Principal Site Reliability Engineer

Fidelity

Administration, Software Engineering

Durham, NC, USA

Posted on Mar 25, 2026

Apply now

Job Description:

Position Description:

Combines Operational excellence with Development experience to deliver services at high scale, high availability with resilience. Builds reliability into the ecosystem by applying best practices in Resiliency Engineering, Automation, Observability and Chaos Testing. Streamlines and accelerates software delivery cycle by using DevOps practices and toolchain. Integrates Site Reliability Engineering (SRE) practices (Observability and Chaos) with DevOps processes and delivery pipelines to stop bad code from reaching production. Ensures business-critical enterprise systems are continuously available to internal and external customers. Implements technical standardization and process refinements within the engineering organization and for Site Reliability Engineers. Collaborates with production support teams to define and implement processes for the identification, collection, and analysis of incident data. Brings together technical, procedural, and financial data to reduce toil and increase efficiency.

Primary Responsibilities:

Develops Chaos Testing capabilities using multiple Chaos Tools (AWS Fault Injection Service (FIS), Chaos Mesh, and Chaosd) and Chaos Toolkit.
Develops and enhances organization’s internal Chaos Framework to streamline Chaos Executions and reporting.
Provides specialized technical expertise in the adoption of Chaos Engineering by application teams.
Chaos tests and observes business-critical applications to understand the weaknesses and increase application resiliency.
Activates Observability for the critical applications with recommended Service Level Indicators and Service Level Objectives for Latency, Availability, Error Rate etc.
Utilizes modern monitoring tools (Datadog, Splunk, Catchpoint etc.) to reduce mean time to detect an issue and improve the response times.
Creates CI/CD pipelines with security and quality checks with Application Lifecycle management toolchain. Helps in integrating Chaos and Observability with CI/CD pipelines.
Automates repetitive activities using scripting languages (Python, Groovy etc.).
Implements and supports solutions based on cloud platforms AWS/Azure and container orchestration Kubernetes.
Onboards /Evaluates New Cloud services that help to enhance the Resiliency of cloud ecosystem.

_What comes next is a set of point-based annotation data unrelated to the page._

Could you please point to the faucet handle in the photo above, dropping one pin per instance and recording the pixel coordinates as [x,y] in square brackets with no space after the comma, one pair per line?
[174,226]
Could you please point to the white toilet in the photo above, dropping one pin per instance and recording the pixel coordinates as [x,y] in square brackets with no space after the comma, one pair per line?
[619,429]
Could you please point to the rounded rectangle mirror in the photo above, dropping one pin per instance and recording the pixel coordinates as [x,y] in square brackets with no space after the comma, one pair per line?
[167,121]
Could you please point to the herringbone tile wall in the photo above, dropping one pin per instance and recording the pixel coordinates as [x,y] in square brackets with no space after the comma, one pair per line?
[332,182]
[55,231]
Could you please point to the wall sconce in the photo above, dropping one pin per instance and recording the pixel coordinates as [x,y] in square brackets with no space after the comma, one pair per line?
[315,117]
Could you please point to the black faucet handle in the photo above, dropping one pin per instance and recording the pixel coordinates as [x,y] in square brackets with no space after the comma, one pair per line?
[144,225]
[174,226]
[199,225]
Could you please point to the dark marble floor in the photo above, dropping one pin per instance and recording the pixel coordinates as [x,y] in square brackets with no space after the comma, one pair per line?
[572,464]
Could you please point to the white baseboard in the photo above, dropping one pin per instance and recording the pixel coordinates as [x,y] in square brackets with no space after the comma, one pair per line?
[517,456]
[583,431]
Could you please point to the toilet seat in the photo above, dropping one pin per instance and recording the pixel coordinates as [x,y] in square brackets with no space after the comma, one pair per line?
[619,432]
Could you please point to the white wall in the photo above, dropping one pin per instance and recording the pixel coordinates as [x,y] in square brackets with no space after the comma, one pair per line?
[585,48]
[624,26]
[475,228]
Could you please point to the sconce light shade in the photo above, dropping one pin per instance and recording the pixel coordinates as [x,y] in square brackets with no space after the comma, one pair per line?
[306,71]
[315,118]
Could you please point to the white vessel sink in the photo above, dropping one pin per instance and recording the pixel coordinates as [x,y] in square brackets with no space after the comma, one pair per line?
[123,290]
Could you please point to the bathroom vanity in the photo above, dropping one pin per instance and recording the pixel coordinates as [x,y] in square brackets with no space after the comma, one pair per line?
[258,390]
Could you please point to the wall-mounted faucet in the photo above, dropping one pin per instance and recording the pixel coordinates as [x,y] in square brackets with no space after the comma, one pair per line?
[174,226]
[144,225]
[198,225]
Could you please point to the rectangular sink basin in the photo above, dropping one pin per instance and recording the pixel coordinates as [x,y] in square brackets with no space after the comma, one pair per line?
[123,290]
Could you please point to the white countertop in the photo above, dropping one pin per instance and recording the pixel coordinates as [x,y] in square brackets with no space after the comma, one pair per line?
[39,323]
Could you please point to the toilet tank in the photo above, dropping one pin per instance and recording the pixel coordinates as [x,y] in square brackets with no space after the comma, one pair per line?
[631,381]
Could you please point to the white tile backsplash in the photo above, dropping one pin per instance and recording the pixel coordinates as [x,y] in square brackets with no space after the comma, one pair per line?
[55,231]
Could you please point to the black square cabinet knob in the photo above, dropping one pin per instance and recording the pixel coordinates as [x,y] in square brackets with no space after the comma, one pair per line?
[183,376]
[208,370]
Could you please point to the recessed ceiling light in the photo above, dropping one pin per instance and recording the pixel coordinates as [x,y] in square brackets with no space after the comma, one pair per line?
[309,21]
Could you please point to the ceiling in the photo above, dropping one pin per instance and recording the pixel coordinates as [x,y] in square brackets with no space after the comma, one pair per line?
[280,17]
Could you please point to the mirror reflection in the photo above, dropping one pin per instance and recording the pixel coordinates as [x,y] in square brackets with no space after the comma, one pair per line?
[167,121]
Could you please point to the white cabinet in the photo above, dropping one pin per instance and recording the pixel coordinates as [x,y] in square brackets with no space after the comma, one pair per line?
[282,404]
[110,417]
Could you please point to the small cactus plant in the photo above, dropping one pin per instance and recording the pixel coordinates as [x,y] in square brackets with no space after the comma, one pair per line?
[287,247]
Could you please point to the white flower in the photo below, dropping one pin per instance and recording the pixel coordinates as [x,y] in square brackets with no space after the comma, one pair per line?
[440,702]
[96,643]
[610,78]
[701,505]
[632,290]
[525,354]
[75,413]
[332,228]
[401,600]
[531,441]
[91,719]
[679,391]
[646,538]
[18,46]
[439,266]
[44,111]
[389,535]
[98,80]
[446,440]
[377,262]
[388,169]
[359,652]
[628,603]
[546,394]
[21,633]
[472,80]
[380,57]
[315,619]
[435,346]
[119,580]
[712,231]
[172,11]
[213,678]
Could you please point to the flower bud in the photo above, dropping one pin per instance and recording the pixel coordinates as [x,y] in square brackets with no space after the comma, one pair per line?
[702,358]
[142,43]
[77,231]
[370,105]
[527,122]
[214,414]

Serves as a liaison for vendor engagement.
Participates in incident management, problem management and incident postmortems.
Takes part in peer code reviews providing qualitative feedback.
Builds processes and capabilities to adapt and respond to risks, and disruptions, while maintaining business operations and data recovery with minimal disruptions.
Coaches peer SREs and application teams on SRE and DevOps.
Implements Agile methodologies in the team’s project completion using incremental and iterative steps.

Education and Experience:

Bachelor’s degree in Computer Science, Engineering, Information Technology, Information Systems, or a closely related field (or foreign education equivalent) and five (5) years of experience as a Principal Site Reliability Engineer (or closely related occupation) implementing resilient container and cloud-based applications and infrastructure solutions, using DevOps or SRE practices, in a financial services environment.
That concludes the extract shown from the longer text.